I live near downtown Toronto in the Victorian-era neighbourhood of Cabbagetown, named after the practice of early Irish immigrants who planted cabbages in their front yards. My front yard now is filled with whatever wildflowers and ground covers wish to grow. Inspired by my youthful introduction to agricultural development work as a Peace Corps volunteer in Tonga and my continuing interest in home grown vegetables and the idea of urban agriculture, I have long had quite a productive organic backyard and roof top gardens, producing cabbages and leafy greens, beans, tomatoes and other edibles. My son Tim continues the family tradition with his rooftop special plants now allowed by the Canadian government.
I especially enjoy the self-seeded edible plants and leafy greens that come up everywhere each year as thick as weeds. I am an avid composter, using all my kitchen scraps, fall leaves and plant residue produced on my small bit of land. I am especially enamored with the idea of harvesting edible wild plants, inspired by Euell Gibbons 1970’s book Stalking the Wild Asparagus. My favourite is lamb’s quarters, also called fat hen (chenopodium album), great raw in salads and cooked boiled or in stir fries.
Food sovereignty for me is a worthy aspirational goal that seeks to provide food security, sufficient, even abundant, culturally relevant nutritional food for all, produced in ecologically sound and sustainable ways respecting the rights of consumers, farmers and their workers to define their own food and agricultural systems consistent with social justice. I am interested in the many paradoxes inherent in this concept and the very important and necessary policy implications to achieve this sovereignty, especially now with our absolute need to take effective action to slow global warming and at the same time, provide food security for the world’s growing population.

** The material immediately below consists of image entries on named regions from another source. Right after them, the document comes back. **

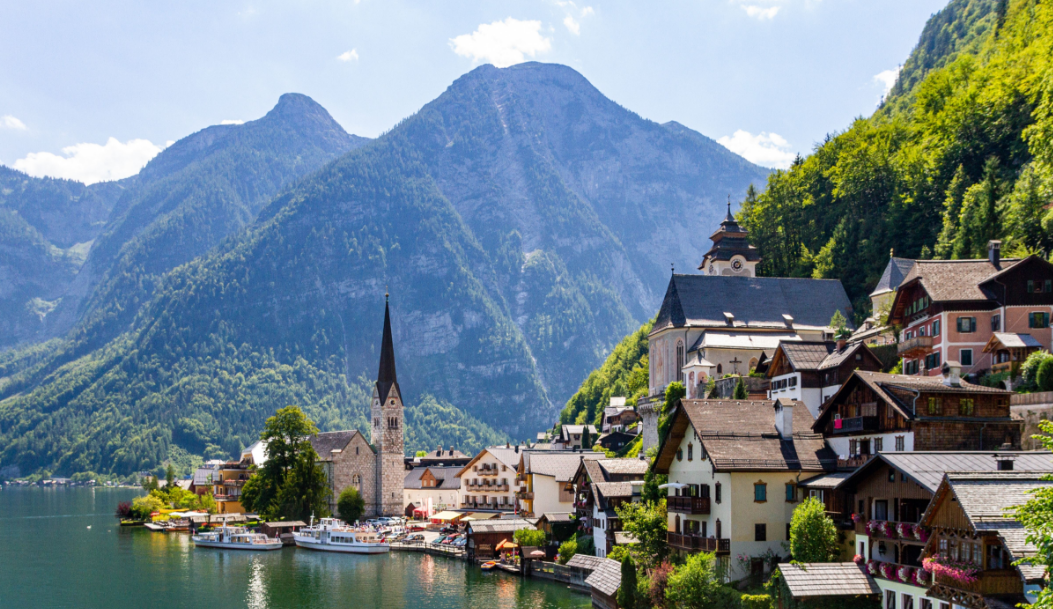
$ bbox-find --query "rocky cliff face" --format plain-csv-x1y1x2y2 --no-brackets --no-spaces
0,63,768,471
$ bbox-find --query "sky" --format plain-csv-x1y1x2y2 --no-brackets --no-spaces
0,0,946,183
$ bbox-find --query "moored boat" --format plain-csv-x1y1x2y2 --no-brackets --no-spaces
191,527,281,550
293,518,391,554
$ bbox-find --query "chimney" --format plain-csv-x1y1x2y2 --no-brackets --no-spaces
940,359,961,387
775,398,793,439
988,239,1001,269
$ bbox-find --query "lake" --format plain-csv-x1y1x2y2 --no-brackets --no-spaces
0,487,591,609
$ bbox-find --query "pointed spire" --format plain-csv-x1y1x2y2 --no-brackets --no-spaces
377,293,398,383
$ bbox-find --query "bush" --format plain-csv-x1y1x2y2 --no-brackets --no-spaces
739,594,773,609
558,538,578,565
336,487,365,523
513,529,545,548
1035,357,1053,391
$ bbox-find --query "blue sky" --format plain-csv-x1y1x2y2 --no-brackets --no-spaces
0,0,946,181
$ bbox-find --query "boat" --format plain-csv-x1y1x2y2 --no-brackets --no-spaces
191,527,281,550
293,518,392,554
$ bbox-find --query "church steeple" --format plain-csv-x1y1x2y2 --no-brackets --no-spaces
698,197,760,277
377,294,398,401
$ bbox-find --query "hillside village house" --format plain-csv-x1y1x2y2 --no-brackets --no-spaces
768,340,881,417
918,471,1053,609
812,361,1020,459
648,210,852,398
402,466,463,516
889,241,1053,375
820,451,1053,609
654,399,837,581
456,446,519,512
552,425,599,450
571,458,649,558
516,450,607,517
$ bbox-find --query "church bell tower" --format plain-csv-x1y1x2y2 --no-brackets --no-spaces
371,294,405,516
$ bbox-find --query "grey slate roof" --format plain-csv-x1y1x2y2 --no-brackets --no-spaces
585,558,621,596
994,332,1042,349
527,452,605,483
310,429,358,461
652,274,854,333
870,257,914,296
779,563,881,598
567,554,604,571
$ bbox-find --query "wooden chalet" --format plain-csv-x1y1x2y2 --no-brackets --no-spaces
812,361,1021,465
921,471,1053,609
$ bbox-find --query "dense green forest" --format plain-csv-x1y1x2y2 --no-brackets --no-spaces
739,0,1053,318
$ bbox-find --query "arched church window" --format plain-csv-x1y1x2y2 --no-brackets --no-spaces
676,340,683,382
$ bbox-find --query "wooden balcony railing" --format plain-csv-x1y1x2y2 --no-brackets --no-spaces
896,336,932,357
665,531,731,553
665,497,710,514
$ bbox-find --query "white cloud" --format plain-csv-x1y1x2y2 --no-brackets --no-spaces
874,66,902,101
717,130,797,170
0,114,26,131
742,4,780,21
15,137,161,184
556,0,596,36
450,17,552,67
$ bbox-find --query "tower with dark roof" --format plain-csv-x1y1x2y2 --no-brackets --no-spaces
698,200,760,277
371,294,405,515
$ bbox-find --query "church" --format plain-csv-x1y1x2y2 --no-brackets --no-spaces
311,295,405,517
648,203,852,397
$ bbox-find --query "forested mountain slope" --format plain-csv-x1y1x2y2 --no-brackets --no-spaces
0,63,768,473
740,0,1053,317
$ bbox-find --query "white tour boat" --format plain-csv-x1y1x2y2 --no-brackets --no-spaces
191,527,281,550
293,518,392,554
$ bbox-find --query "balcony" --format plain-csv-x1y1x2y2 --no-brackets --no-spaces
665,531,731,554
834,416,880,433
665,497,710,514
896,336,932,359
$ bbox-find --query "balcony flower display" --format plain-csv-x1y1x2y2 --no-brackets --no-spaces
914,569,932,588
921,554,979,584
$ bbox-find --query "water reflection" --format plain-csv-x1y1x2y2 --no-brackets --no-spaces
0,489,590,609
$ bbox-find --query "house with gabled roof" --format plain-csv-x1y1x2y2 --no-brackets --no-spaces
571,458,649,557
812,361,1021,465
921,471,1053,609
654,399,837,579
889,241,1053,375
768,340,881,417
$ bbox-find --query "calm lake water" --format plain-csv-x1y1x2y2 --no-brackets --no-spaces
0,487,591,609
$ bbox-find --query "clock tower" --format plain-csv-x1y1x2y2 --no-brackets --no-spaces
698,198,760,277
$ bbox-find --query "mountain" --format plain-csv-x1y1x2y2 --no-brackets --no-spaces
0,63,769,473
739,0,1053,317
0,165,124,347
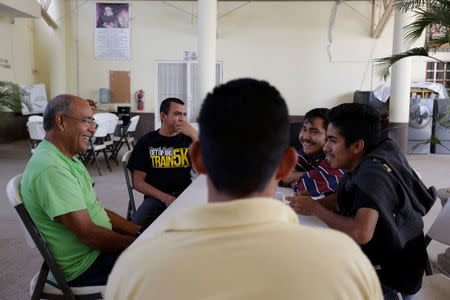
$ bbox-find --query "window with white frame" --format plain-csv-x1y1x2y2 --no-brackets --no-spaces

Sovereignty at what scale: local, 100 mile, watershed-wide, state or provincial, regional, national? Is there room for some form of capitalism and corporate food production and large scale family farming in a food sovereign world? Can the many small and medium farmers in the third world continue to improve their incomes through participating in the export market? Should Canada continue with large scale farm commodity and meat exports? How are decisions around sovereignty to be decided and regulated, and by what political entity? How does international trade, free or regulated, fit into the needed changes for sovereignty and the need to limit global warming? We must act now, but how fast can changes be agreed to, enacted and enforced?
The Legacies project can help bring these questions and issues to the fore for anyone concerned with our future well-being. My connection to the project goes back a long way to when my late wife Elizabeth first met Dianne, whose farm is located near our family cottage in the Muskoka region north of Toronto. We enjoyed her vegetables, naturally- raised meat and eggs as well as her visits for lakeside barbeques. We volunteered a bit with planting and weeding, and helped her find outlets for her produce in Toronto. Our most significant contribution to the farm and project, is our daughter Anna who worked for several summers on the farm and met her husband Adam there. Dianne remains a great friend and I was pleased to introduce Deborah to her. Both of them were very interested in each other’s work which ultimately led to the beginning of this project exploring the legacies of Diane’s farm and the connections to the issue of food sovereignty.